BMC Medical Ethics (Mar 2022)

Participatory development of CURA, a clinical ethics support instrument for palliative care

  • Malene Vera van Schaik,
  • H.Roeline Pasman,
  • Guy Widdershoven,
  • Suzanne Metselaar

Journal volume & issue
Vol. 23, no. 1
pp. 1 – 12


Read online

Abstract Background Existing clinical ethics support (CES) instruments are considered useful. However, users report obstacles in using them in daily practice. Including end users and other stakeholders in developing CES instruments might help to overcome these limitations. This study describes the development process of a new ethics support instrument called CURA, a low-threshold four-step instrument focused on nurses and nurse assistants working in palliative care. Method We used a participatory development design. We worked together with stakeholders in a Community of Practice throughout the study. Potential end users (nurses and nurse assistants in palliative care) used CURA in several pilots and provided us with feedback which we used to improve CURA. Results We distinguished three phases in the development process.

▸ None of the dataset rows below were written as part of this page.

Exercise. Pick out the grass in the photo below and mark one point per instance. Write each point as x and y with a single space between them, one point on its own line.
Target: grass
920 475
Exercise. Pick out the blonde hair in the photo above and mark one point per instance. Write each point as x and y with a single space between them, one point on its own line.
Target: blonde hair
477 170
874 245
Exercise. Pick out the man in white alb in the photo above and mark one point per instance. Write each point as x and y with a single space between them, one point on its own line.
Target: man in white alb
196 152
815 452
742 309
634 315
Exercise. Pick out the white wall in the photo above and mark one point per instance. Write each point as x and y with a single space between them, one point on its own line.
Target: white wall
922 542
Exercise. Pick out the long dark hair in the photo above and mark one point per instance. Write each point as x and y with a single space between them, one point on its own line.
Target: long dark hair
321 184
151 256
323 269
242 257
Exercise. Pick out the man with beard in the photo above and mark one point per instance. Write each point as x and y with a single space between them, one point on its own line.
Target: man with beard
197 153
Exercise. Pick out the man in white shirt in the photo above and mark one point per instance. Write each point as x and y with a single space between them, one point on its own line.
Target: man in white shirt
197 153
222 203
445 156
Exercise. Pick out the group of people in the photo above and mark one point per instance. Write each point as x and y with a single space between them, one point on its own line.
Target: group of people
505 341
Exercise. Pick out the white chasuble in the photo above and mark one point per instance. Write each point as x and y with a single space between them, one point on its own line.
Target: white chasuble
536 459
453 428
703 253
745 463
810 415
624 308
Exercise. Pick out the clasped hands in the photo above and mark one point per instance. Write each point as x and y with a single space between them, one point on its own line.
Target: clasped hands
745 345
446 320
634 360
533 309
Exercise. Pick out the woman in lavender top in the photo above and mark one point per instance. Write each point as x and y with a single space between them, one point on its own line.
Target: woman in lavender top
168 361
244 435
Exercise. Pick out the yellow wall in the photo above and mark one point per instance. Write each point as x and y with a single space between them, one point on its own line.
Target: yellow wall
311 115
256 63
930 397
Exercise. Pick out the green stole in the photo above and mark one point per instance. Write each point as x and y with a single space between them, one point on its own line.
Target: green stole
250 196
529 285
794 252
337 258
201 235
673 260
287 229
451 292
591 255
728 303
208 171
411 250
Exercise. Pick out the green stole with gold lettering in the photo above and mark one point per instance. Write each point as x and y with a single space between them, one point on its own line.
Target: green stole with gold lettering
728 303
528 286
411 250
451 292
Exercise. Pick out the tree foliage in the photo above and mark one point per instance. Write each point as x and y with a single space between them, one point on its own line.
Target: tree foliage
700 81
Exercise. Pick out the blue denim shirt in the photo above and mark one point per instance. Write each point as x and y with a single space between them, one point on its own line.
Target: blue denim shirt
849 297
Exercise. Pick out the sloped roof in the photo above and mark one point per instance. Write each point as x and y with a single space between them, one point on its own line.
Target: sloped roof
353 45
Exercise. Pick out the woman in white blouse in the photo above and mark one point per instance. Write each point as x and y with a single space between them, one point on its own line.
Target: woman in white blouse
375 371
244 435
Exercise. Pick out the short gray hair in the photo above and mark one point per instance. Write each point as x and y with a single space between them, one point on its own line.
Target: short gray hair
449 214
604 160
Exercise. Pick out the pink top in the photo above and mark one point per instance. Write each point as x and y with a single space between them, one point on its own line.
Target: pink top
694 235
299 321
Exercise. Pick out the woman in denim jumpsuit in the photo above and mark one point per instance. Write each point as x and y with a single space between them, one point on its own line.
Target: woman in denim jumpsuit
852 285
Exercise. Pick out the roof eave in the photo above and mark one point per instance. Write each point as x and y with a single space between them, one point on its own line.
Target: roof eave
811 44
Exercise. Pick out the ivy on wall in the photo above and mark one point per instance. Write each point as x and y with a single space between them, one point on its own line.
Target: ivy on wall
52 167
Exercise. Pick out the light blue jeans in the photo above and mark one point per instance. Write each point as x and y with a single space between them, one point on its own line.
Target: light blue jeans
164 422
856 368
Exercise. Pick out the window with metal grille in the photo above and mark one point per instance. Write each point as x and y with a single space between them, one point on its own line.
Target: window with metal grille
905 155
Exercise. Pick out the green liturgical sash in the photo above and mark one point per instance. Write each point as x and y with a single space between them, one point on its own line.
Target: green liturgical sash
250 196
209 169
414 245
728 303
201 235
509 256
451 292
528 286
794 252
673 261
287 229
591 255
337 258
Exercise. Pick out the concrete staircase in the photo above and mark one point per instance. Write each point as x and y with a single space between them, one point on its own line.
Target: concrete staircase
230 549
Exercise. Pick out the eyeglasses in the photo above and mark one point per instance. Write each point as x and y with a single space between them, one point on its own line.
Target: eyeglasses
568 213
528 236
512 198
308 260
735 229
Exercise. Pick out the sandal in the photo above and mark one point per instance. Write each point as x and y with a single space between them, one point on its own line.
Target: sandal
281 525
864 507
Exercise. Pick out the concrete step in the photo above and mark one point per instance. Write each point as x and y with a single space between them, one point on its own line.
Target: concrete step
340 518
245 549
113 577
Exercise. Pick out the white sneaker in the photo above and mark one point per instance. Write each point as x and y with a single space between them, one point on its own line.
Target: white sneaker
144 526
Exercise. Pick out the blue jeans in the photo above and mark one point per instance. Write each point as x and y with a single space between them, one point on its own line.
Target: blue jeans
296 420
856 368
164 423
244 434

Phase one, Identifying Needs, focused on identifying stakeholder and end user needs and preferences, learning from existing CES instruments, their development and evaluation, and identify gaps. Phase two, Development, focused on designing, developing, refining and tailoring the instrument on the basis of iterative co-creation. Phase three, Dissemination, focused on implementation and dissemination. The instrument, CURA, is a four-step low-threshold instrument that fosters ethical reflection. Conclusions Participatory development is a valuable approach for developing clinical ethics support instruments. Collaborating with end users and other stakeholders in our development study has helped to meet the needs and preferences of end users, to come up with strategies to refine the instrument in order to enhance its feasibility, and to overcome reported limitations of existing clinical ethics instruments.